Sahabat-sahabat Allena itu ingin lebih memastikan antara hubungan Allena dan juga Aziel. Pasalnya mereka mengetahui bahwa Allena itu sudah dijodohkan.


"Iya Len, bagaimana pun lo itu udah dijodohin sama orang tua lo. Yaa.. meskipun si cowo nyebelin itu sepupuan sama lo, tapi dia yang lebih berhak atas lo". Timpal Tessa.


"Gue jadi penasaran, sebenarnya lo itu mau nggak sih dijodohin sama Bro Louis". Ucap Gamma penasaran.


Allena memandangi sahabat-sahabatnya bergantian. Gadis itu kemudian menarik nafasnya dalam. "Huff...


"Sebenarnya gua tuh nggak ada perasaan apapun sama sekali sama Louis. Gua nerima perjodohan itu juga karena terpaksa". Jujur Allena.


Mereka semua yang mendengar itu seketika menatap Allena serius. Mereka ingin lebih tau lagi.


"Maksud lo? Tunggu tunggu! Coba lo jelasin ke kita-kita maksud lo gimana Len. Ini otak gue tiba-tiba ngestak sendiri". Ucap Alvian yang tiba-tiba menjadi heboh.


Allena kembali menarik nafas dalam. Gadis itu kemudian menceritakan semuanya mengapa dia mau menerima perjodohannya dengan Louis.


Terlihat para sahabatnya mendengarkan dengan serius setiap Allena bercerita.

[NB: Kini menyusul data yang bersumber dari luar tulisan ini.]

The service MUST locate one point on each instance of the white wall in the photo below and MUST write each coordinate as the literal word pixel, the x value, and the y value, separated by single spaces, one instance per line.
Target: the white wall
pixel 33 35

"Wahh parah sih itu. Kirain gue cowok nyebelin itu nyogok lo biar lo mau dijodohin sama dia. Tau-taunya paksaan dari orang tua lo ya". Ucap Tessa tak habis pikir.


"Kenapa sih orang kaya itu harus pake ada acara jodohin anaknya segala. Padahalkan kita bisa cari jodoh sendiri sesuai keinginan kita sendiri". Timpal Zee yang terlihat kesal.


"Ya nggak papa sih. Setidaknya gua masih bisa balik kesini dan masih bisa kumpul-kumpul sama kalian-kalian lagi". Balas Allena santai. 'Dan juga masih bisa ketemu sama Aziel'. Lanjut Allena berkata dalam hati.


"Huwaa... Allena.. Kasihan banget sih sama masalah percintaan lo, nggak kaya gue. Sabar ya Allena ku sayang". Ringis Zee sambil memeluk Allena yang ada disampingnya.


"Terus sama Kak El gimana? Pak Ketua udah tau belum kalau lo udah dijodohin". Ucap Gamma.


Allena membalas, "Hubungannya ama dia apa? Lagian kan tuh cowok sendiri yang deket-deket ama gua. Gua juga nggak mikirin itu". Allena mengelak.


Allena sebenarnya selalu memikirkan hal itu. Bagaimana jika Aziel tahu bahwa dirinya sudah dijodohkan oleh Louis. Apakah Aziel akan menjauhinya. Apakah mereka tidak akan dekat seperti sekarang ini.


Allena juga sebenarnya sedikit merasa bersalah pada Louis karena terlalu dekat dengan Aziel. Bahkan sampai lebih kehubungan yang lebih intens.


Tapi Allena tak bisa memungkiri bahwa dia sangat senang dan bahagia jika bisa dekat pada Aziel pria yang disayanginya.


Allena hanya ingin menghabiskan waktunya bersama dengan orang yang disayanginya, sebelum dia benar-benar pergi.


"Tapi sebenarnya lo juga cocok kok sama Kak El. Tampan dan cantik. Sama-sama dari keluarga terpandang.


"Pokoknya cocok deh dilihat dari segi manapun. Dari pada sama si cowok nyebelin itu, nggak ada cocok-cocoknya. Lagian lo juga nggak suka kan sama cowok itu". Ucap Tessa bersemangat seakan mencibir Louis.

__ADS_1


"Lo kenapa sih Sa, kayaknya nggak suka banget sama Louis. Dia apain lo emang sampe segitunya". Timpal Airin yang heran akan sifat temannya itu.


Semua laki-laki sepertinya sangat dimusuhi oleh Tessa. Hampir semua cowok yang ditemuinya pasti akan dia adu bacot, kalau nggak ya adu gelut.